Die Empfangshalle und die daran angrenzende Cafeteria waren leer. Geräumt für die Spurensicherer. Die Vernehmungen fanden in einem Konferenzsaal im ersten Stock statt. Westerberg führte sie hin, ohne sein Gespräch mit dem Mitarbeiter zu unterbrechen. Er ließ das Handy erst sinken, als ihm dieser Mitarbeiter Auge in Auge gegenüberstand und gleichfalls sein Handy sinken ließ.
»Das kann doch bitte nicht sein«, sagte Westerberg. Er schrie jetzt nicht mehr, sondern sprach leise und langsam.
»Was denn?«, fragte Sundström.
»Wir haben nichts. Gar nichts«, sagte Westerberg. »Niemand hat die geringste Ahnung, wer Hämäläinen niedergestochen hat.«
Sie traten weiter in den Raum hinein, der angefüllt war mit Menschen. An den Tischen saßen Beamte im Gespräch mit Angestellten des Senders. Joentaa erkannte einen der Pförtner wieder, der sie am Vortag hereingelassen hatte.
»Es ist so: Das ist ja in gewisser Weise ein abgeschlossener Raum, in dem wir uns bewegen«, sagte Westerberg. »Aber eben nur fast.«
»Du sprichst in Rätseln«, sagte Sundström.
»Also, im Prinzip wird jeder registriert, was den Personenkreis, den wir abzudecken haben, minimieren würde.«
»Auf die paar hundert Leute, die hier arbeiten, meinst du?«
»Ja, aber das funktioniert leider auch nicht.«
»Aha«, sagte Sundström.
»Es gab am Morgen zwei Führungen durch das Sendergebäude, für Gewinner eines Kreuzworträtsels«, sagte Westerberg.

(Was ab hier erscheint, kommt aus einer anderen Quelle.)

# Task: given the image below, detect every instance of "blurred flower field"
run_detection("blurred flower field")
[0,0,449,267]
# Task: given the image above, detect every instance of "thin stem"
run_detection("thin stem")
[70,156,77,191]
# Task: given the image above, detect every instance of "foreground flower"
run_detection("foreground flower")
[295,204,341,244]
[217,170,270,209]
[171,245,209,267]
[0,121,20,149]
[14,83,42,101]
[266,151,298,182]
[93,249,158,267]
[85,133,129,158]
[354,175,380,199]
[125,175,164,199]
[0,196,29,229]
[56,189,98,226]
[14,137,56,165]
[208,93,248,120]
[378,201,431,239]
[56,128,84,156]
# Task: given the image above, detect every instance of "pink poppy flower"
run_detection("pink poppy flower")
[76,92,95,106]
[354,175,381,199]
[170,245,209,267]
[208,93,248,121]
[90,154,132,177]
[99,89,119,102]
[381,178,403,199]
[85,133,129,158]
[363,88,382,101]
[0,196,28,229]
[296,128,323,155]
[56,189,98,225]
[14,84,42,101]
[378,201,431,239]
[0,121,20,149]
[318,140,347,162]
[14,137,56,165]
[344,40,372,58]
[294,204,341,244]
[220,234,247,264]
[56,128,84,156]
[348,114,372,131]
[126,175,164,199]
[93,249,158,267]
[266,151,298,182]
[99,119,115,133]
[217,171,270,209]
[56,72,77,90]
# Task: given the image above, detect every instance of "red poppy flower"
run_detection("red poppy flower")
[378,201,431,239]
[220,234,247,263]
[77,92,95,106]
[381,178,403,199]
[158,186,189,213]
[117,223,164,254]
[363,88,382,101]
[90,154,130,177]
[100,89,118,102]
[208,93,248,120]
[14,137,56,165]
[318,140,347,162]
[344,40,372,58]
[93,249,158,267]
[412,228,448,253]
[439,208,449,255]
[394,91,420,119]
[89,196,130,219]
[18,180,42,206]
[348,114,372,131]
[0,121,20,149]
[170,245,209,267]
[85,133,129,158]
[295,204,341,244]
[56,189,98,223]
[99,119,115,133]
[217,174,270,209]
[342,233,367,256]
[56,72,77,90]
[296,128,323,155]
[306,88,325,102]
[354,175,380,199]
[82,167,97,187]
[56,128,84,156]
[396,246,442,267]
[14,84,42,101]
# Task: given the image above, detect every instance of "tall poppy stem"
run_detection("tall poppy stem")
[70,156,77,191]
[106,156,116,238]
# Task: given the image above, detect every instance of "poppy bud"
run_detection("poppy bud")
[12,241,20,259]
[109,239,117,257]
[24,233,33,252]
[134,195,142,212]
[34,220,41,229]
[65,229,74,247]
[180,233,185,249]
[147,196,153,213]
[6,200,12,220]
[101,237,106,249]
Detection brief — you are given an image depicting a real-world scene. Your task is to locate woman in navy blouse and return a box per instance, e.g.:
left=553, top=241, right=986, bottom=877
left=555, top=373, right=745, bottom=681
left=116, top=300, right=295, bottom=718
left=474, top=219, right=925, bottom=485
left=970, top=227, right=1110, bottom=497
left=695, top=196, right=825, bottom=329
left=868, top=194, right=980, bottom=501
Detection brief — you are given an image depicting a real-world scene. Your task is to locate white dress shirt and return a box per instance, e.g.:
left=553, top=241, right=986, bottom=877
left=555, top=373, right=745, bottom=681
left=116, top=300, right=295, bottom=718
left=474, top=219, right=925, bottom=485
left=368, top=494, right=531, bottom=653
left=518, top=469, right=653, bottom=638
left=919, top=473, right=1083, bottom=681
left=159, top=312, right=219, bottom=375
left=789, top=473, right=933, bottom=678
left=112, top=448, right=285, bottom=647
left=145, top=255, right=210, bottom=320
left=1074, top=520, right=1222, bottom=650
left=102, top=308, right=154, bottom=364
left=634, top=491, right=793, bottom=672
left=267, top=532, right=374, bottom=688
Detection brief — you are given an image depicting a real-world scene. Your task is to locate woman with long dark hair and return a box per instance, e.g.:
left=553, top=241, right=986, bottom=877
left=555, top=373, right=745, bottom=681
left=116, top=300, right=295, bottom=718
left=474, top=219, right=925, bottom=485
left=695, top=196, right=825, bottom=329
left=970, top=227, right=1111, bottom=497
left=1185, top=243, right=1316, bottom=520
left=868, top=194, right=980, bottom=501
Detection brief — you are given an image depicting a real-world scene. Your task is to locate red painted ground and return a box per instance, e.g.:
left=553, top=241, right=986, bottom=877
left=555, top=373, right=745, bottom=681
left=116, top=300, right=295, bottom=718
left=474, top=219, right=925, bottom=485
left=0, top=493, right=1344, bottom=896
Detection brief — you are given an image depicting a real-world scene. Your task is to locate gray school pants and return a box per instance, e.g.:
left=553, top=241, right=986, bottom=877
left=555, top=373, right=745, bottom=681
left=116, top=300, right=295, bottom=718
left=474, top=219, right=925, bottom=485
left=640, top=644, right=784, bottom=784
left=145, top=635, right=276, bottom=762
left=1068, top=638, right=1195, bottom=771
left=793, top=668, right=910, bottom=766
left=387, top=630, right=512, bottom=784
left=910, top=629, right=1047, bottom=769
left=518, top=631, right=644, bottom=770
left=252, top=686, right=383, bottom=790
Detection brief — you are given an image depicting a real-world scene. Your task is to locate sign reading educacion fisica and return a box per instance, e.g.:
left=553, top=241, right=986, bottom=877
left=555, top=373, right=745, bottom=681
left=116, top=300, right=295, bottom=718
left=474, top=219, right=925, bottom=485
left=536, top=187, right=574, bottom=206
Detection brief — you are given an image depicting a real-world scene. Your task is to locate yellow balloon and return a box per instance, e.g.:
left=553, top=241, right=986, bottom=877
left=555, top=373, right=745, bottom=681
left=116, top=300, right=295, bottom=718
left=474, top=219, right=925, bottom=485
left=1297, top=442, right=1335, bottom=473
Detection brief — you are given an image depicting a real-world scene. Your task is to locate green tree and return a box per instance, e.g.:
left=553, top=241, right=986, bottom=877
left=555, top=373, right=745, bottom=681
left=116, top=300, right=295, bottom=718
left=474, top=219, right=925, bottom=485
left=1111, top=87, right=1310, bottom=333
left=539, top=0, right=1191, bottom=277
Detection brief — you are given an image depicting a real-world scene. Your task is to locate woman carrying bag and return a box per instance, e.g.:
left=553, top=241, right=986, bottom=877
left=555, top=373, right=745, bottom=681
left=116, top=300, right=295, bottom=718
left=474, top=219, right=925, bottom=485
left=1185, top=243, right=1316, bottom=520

»Kreuzworträtsel«, sagte Sundström.
»Wenn wir also zunächst einen Außenstehenden als Täter in Betracht ziehen und wenn wir davon ausgehen, dass er sich wohl kaum hier mit Name und Anschrift registrieren lassen würde, bevor er Hämäläinen angreift, dann vermuten wir, dass er sich irgendwie unter diese Leute gemischt hat und in einer der Gruppen unerkannt ins Gebäude gekommen ist.«
Sundström nickte. »Und dann hat er in der Eingangshalle auf Hämäläinen eingestochen und ist einfach so gegangen.«
»Nein«, sagte Westerberg.
»Ach, nein?«
»Nein, Hämäläinen wurde in der Cafeteria niedergestochen«, sagte Westerberg. »Genau gesagt, zwischen der Cafeteria und der Eingangshalle. Beides ist ja nicht durch eine Tür getrennt, sondern geht ineinander über.«
Sundström sah Westerberg an und begann plötzlich zu lachen. »Sag mal, Marko, willst du mich verarschen?«
»Nein«, sagte Westerberg.
»Du willst mir doch nicht erzählen, dass niemand mitbekommen hat, wie der Star-Moderator dieses Senders schwer verletzt am Boden lag und nach Luft röchelte. Das ist doch … es muss doch jemand in dieser Cafeteria gewesen sein. Hinter der Theke zum Beispiel.«
»Hinter der Theke war in dem Moment wohl niemand, weil die Angestellte zur Toilette gegangen war. Zwei Frauen, Redakteurinnen von den Nachrichten, haben ausgesagt, dass sie zur selben Zeit wie Hämäläinen Kaffee getrunken haben, aber sie haben ihn nur weggehen sehen, sie haben nicht gesehen, wie er angegriffen wurde.«
Sundström nickte eine Weile und murmelte etwas Zustimmendes. »So, so. So, so. Ja, sicher.«
»Ich bin genauso sauer wie du …«
»Das ist doch der Witz. Da bekomme ich doch den Lachkrampf meines Lebens!«, schrie Sundström. Die Gespräche im Raum verstummten, und Sundström begann tatsächlich zu lachen. »Auf alles richtet ihr eure Kamera, und dann verpasst ihr das Beste, das ist ja die Ironie, das ist ja der Hammer«, sagte er. »Kimmo, guck dir das an, das ist doch der Witz hier.«
»Du beruhigst dich jetzt, Paavo, und dann machen wir weiter«, sagte Westerberg.
»Gut, genau so machen wir das. Woher nimmst du eigentlich diese ganze Lethargie? Ist das Yoga oder Tai-Chi oder was?«
»Paavo, lass uns …«
»Hier ist heute der prominenteste Finne niedergestochen worden, und zwei andere Männer sind bereits tot, darunter einer, den ich gekannt und gemocht habe. So weit einsichtig?«
Westerberg nickte. »Ich will jetzt mit den Pförtnern sprechen, die diese Ausflugsgruppen reingelassen haben«, sagte Sundström. »Und mit den Leuten, die zu diesen Gruppen gehören. Sofort. Und Kimmo spricht nochmal mit den beiden Frauen, die Hämäläinen in der Cafeteria gesehen haben.«
Westerberg nickte. »Ich kümmere mich drum«, sagte er und besprach sich mit dem Kollegen, der noch immer mit dem Handy in der Hand dastand.
»Mann, da fällt mir echt kein Witz mehr zu ein«, sagte Sundström.